Large-scale wind and solar power farms could cause “unintended climate consequences.”
The researchers simulated renewable energy plants covered over 9 million square km. The solar farms generated approximately 79 terawatts of electrical power and the wind farms produced an average of 3 terawatts of electricity.
The model showed that wind farms in the region warmed near-surface air temperatures, altering minimum temperatures, such as those at nighttime, more than maximum temperatures. Due to wind turbines enhancing vertical mixing, the turbines have the potential to pull down warmer air from above to the ground.
Precipitation also reportedly increased by 0.25 mm on average each day.
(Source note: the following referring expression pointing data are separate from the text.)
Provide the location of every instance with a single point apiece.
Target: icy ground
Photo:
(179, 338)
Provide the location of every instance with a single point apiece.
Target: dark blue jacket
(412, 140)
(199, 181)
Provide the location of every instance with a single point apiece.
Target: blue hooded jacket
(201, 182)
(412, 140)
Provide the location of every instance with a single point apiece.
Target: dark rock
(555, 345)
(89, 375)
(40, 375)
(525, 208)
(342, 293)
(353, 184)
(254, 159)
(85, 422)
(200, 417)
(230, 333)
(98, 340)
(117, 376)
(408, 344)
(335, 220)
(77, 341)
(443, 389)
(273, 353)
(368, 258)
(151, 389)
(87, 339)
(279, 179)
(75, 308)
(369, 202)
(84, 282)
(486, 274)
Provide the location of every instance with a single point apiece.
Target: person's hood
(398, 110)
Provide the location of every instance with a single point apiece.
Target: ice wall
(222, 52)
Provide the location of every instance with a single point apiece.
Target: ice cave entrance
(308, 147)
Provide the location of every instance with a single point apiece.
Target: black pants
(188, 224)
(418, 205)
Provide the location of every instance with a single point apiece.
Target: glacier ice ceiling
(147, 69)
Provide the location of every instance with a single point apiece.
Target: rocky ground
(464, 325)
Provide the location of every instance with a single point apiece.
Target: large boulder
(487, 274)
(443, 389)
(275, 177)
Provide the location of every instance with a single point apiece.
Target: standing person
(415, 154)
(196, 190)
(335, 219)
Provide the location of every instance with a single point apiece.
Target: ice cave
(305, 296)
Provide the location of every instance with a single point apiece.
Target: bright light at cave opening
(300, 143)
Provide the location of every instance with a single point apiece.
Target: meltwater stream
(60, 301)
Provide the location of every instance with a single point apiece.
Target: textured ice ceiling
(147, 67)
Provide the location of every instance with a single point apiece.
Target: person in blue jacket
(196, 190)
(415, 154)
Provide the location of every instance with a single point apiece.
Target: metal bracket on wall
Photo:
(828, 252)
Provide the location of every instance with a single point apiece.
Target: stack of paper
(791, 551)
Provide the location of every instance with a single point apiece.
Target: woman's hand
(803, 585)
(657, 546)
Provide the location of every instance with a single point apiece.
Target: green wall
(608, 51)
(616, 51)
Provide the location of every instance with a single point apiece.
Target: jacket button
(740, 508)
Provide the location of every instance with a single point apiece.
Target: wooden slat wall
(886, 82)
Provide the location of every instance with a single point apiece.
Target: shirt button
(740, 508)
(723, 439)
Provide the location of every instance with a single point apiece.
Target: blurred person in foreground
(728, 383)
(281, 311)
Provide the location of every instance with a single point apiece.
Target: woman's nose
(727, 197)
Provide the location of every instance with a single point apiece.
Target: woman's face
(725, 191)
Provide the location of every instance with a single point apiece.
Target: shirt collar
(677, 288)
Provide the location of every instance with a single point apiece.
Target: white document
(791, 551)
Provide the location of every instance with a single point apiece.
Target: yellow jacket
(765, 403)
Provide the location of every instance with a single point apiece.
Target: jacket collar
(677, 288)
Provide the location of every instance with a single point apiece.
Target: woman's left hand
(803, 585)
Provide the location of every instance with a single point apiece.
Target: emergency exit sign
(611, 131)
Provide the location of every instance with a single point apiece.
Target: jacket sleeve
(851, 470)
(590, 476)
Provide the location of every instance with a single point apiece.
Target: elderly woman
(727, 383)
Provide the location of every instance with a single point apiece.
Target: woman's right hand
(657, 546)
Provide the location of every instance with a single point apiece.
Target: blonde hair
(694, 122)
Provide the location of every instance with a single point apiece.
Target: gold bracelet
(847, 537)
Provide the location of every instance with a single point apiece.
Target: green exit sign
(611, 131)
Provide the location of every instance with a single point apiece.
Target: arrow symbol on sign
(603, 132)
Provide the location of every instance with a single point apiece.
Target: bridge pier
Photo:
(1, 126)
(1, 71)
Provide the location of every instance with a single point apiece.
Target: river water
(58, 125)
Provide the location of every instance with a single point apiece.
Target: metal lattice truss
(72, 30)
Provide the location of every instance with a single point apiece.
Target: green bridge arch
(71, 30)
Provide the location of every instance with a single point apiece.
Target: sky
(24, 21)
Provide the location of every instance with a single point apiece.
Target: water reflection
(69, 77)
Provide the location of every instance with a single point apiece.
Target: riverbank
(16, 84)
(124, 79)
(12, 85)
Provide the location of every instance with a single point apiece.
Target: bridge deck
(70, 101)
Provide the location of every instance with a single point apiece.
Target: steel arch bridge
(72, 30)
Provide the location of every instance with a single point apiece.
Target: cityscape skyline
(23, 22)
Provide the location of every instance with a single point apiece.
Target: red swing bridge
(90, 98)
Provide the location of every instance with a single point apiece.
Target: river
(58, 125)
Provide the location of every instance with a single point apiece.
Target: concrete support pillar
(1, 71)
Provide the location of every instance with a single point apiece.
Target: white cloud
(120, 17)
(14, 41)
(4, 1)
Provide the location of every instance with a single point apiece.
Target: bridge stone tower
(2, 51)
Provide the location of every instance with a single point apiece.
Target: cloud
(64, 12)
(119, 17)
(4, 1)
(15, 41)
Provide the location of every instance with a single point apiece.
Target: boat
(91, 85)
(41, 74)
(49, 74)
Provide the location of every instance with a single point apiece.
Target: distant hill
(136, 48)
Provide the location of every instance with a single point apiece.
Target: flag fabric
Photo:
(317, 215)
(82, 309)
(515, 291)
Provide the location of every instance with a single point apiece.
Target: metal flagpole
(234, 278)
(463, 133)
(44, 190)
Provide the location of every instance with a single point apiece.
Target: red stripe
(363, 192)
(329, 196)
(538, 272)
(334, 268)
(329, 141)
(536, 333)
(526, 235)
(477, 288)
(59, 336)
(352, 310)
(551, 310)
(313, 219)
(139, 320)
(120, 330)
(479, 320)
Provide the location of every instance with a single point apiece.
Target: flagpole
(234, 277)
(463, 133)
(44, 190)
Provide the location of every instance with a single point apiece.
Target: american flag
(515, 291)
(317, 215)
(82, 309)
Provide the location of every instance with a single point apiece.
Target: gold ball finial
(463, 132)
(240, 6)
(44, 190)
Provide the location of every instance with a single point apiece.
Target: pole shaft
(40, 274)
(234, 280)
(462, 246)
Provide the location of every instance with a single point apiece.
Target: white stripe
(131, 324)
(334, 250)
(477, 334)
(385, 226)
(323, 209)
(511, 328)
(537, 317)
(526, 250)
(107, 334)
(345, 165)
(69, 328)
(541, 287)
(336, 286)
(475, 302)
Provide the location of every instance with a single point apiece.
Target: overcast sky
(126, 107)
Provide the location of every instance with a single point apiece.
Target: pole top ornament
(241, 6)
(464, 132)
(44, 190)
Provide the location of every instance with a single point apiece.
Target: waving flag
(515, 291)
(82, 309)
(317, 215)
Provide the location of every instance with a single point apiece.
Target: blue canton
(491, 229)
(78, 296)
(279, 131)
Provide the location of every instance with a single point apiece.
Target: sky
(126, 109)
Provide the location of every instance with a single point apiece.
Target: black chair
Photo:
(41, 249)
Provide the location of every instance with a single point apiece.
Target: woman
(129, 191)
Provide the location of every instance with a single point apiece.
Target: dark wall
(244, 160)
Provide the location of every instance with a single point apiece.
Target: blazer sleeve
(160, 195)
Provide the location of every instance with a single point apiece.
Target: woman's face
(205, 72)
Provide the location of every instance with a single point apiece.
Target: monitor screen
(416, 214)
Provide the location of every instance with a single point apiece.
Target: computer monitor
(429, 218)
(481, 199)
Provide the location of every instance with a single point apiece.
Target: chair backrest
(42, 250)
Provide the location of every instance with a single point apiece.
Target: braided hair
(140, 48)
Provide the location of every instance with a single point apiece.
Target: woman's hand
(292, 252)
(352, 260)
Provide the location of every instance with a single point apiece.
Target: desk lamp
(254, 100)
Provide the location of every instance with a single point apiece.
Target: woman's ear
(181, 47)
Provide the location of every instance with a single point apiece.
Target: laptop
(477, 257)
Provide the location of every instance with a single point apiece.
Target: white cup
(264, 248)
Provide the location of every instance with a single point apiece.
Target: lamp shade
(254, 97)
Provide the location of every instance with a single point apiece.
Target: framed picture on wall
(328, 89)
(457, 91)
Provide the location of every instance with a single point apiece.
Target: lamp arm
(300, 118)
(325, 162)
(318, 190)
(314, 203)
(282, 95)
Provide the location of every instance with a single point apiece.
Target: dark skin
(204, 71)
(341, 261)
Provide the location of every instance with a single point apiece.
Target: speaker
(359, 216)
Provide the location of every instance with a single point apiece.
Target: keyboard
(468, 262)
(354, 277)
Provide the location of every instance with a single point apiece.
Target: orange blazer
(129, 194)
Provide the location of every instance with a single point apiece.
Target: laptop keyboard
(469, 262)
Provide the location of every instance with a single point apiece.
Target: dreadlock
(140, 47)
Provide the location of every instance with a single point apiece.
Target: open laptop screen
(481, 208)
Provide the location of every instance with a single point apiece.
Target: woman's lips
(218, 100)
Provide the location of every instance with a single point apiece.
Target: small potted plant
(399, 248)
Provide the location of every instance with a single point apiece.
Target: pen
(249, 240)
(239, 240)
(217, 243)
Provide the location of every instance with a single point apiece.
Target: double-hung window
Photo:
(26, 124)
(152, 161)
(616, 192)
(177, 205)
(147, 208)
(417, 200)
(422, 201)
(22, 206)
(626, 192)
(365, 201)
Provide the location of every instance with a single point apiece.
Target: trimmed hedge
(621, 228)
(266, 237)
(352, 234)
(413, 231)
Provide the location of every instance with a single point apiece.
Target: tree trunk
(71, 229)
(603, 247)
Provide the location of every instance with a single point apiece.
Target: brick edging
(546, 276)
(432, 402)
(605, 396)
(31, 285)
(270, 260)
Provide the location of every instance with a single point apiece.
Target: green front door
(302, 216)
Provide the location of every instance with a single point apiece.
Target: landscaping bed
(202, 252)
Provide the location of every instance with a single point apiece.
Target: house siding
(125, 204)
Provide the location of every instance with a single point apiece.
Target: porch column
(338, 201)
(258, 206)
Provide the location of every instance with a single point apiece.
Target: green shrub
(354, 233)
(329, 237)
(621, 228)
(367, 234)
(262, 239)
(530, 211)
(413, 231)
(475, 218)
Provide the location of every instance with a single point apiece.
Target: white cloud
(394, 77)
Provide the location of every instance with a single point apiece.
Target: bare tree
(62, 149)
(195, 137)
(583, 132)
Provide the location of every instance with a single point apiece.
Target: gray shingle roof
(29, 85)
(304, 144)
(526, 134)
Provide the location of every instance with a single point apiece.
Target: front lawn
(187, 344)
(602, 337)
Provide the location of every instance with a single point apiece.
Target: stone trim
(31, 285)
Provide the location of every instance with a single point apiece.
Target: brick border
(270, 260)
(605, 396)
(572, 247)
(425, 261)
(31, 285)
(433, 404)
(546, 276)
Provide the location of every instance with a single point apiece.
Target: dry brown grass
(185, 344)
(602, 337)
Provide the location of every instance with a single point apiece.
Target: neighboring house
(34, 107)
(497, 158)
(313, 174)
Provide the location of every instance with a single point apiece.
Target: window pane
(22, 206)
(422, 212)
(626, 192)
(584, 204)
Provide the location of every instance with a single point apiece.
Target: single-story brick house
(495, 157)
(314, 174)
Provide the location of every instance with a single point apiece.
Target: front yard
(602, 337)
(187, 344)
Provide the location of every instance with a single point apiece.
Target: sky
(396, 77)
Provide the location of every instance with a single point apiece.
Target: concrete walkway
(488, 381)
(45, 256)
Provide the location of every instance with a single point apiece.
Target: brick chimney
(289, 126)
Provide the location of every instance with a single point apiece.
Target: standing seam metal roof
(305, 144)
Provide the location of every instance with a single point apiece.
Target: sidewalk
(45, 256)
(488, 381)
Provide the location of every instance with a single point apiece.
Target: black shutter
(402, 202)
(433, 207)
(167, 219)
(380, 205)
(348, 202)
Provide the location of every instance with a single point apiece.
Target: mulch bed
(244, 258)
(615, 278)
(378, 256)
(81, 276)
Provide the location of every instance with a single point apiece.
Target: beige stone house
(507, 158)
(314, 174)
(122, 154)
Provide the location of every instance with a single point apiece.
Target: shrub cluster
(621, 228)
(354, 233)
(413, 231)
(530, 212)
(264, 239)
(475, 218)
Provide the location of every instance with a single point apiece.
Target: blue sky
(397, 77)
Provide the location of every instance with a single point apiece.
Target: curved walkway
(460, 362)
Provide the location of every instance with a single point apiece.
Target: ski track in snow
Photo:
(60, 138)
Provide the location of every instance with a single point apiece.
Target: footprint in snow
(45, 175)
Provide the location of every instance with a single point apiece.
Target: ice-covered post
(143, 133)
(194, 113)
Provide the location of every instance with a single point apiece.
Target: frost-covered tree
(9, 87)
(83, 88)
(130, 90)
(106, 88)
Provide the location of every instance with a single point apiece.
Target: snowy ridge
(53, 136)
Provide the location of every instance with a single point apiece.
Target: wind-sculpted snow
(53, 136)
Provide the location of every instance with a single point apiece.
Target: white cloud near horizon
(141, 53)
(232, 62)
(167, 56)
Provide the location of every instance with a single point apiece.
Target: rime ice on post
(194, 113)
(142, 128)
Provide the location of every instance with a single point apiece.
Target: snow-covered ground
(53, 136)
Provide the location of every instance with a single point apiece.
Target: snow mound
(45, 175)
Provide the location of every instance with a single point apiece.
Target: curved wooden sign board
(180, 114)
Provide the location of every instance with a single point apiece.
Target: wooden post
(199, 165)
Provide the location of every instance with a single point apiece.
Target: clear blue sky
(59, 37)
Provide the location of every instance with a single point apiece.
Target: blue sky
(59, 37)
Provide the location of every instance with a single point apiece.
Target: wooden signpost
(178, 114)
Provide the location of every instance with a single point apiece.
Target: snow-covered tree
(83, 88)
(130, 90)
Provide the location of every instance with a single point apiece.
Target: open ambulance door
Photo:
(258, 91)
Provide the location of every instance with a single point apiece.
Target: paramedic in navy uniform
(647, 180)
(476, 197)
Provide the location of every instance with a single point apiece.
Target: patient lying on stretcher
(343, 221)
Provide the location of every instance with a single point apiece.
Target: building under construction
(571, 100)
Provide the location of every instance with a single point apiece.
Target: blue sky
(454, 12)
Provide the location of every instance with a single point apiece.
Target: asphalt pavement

The increase in precipitation resulted in an increase in vegetation cover, which created a “positive feedback loop”, according to Li.
Overall, what the dynamic vegetation climate model showed the researchers was that when renewable energy, such as solar and wind, are used on a significantly large scale covering the Sahara, this can lead to unintended climate change, including local temperatures increasing and an over twofold precipitation increase. This boosts vegetation, which, in turn, leads to more precipitation.
The end result, according to the study abstract is a “positive albedo–precipitation–vegetation feedback that contributes ~80% of the precipitation increase for wind farms. This local enhancement is scale dependent and is particular to the Sahara, with small impacts in other deserts.”
While large-scale wind and solar power production has the potential to help agriculture and economic development, as well as social well-being in the Sahara, it is unknown what impact such accelerated climate change would have on the environment as a whole.